Overnight, life changed. We now have animals to care for—baby chicks and a bunny rabbit. I have nervous-new-mother syndrome, and I am relieved every morning that the chicks are still alive and that nothing has happened to Cocoa the bunny. (Cocoa arrived last Saturday, the chicks on Wednesday.) Actually, everybody seems remarkably content. Cocoa hunkered down in her cozy hutch and weathered the 5 inches of rain we got the other day. And the chicks are happily eating, drinking, and pooping in the brooder box Roy built them, under the light and heat of an infrared bulb in our mudroom.
So every morning, once I realize they’re all okay, reality kicks in. Oh, I’ve got to take care of these guys! Everyone is thirsty and hungry in the morning, and often there’s some clean-up to do, too. (More on the lovely subject of litter another time—I am busy reading up on how to incorporate animal manure into the compost pile.) So now my morning routine involves both animal chores and plant chores (after pushing the coffee button, of course.) I start with the veggie seedlings and the baby chicks inside, then move to the rabbit hutch and the new veg sprouts in the garden outside. Boots on; coffee cup in hand; 16 different layers of tee shirts, sweaters, jackets, hats, and socks on (still), I head outside. It’s simply not warm here yet. It was wicked cold today and blowing like stink, as my Dad says—so hard that the clothes on the line were horizontal all day. Not very farmlife-picturesque.
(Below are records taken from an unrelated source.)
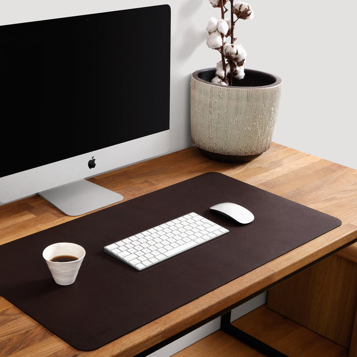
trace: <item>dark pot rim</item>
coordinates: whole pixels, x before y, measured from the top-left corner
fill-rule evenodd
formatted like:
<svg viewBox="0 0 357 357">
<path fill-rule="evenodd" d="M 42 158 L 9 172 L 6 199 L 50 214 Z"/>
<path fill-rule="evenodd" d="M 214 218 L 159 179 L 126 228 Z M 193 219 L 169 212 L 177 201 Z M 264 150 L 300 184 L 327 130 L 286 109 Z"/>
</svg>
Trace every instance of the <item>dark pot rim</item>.
<svg viewBox="0 0 357 357">
<path fill-rule="evenodd" d="M 211 82 L 214 77 L 216 68 L 214 67 L 198 69 L 192 75 L 196 80 L 221 88 L 264 88 L 275 87 L 282 83 L 281 79 L 275 74 L 266 72 L 244 68 L 245 76 L 242 79 L 234 79 L 233 85 L 223 86 Z"/>
</svg>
Despite the wretched weather, I still had this oddly warm glow all day. (Especially strange since I was signing books at an outdoor event, and it was chilly, to say the least.) This glow-y thing has been growing all week—it’s the animals, I’m sure. My friend Judy says I get the biggest smile on my face when I start talking about the animals. I admit I’m almost giddy about this little mini-farm, or homestead, or what-have-you we’re creating here. I just can’t believe it’s really happening, and I keep thanking Roy for helping me make my dream come true.
I know we are kind of nuts – in fact, Roy just pulled into the driveway with a truckload of compost, which will go right next to the big pile of sand near the garden. (You know you’re in trouble when you stop going to the nursery for bags of garden stuff and start buying by the truckload). And I bought myself a book called Mini Farming: Self-Sufficiency on 1/4 Acre, which sounds downright scary. Well, we’re definitely not heading towards self-sufficiency around here any time soon. But the book has some great tips and encouraging statistics about selling vegetables (something I still naively think might someday actually be a positive part of my income).
And we certainly don’t have plans to make money on the animals—yet. I’ve been told that selling fresh eggs is a break-even proposition at best, especially if not done on a decent scale. But…just in case, I am keeping track of the costs of acquiring, housing, and feeding the chickens. At the very least, I’d like to know how the cost of feeding your own laying hens every week compares to buying fresh eggs every week. So far, thanks to some free lumber (and in-house labor!), we’ve only spent about $125 getting ready for the baby chicks.
And about those chicks. In case you’re wondering, here’s what we wound up with: 8 chicks, 5 different varieties. Two Buff Orpingtons, two Aracaunas, two Barred Rock, one Partridge Rock, and one Sicilian Buttercup. They’re beautiful—each a different palate of golds, browns, blacks, taupes, creams, and silvers. Each one is already sprouting a few feathers and growing a little bit every day. They don’t stay babies for very long! They also don’t stand still long enough for me to get decent pictures of them–especially down in their infrared-warmed glowy-red brooder box. But it’s a good excuse to take a chick out and hold her, as I did for the photo up at the top (right). Cocoa, on the other hand, is a bit more cooperative–especially when Libby is holding her.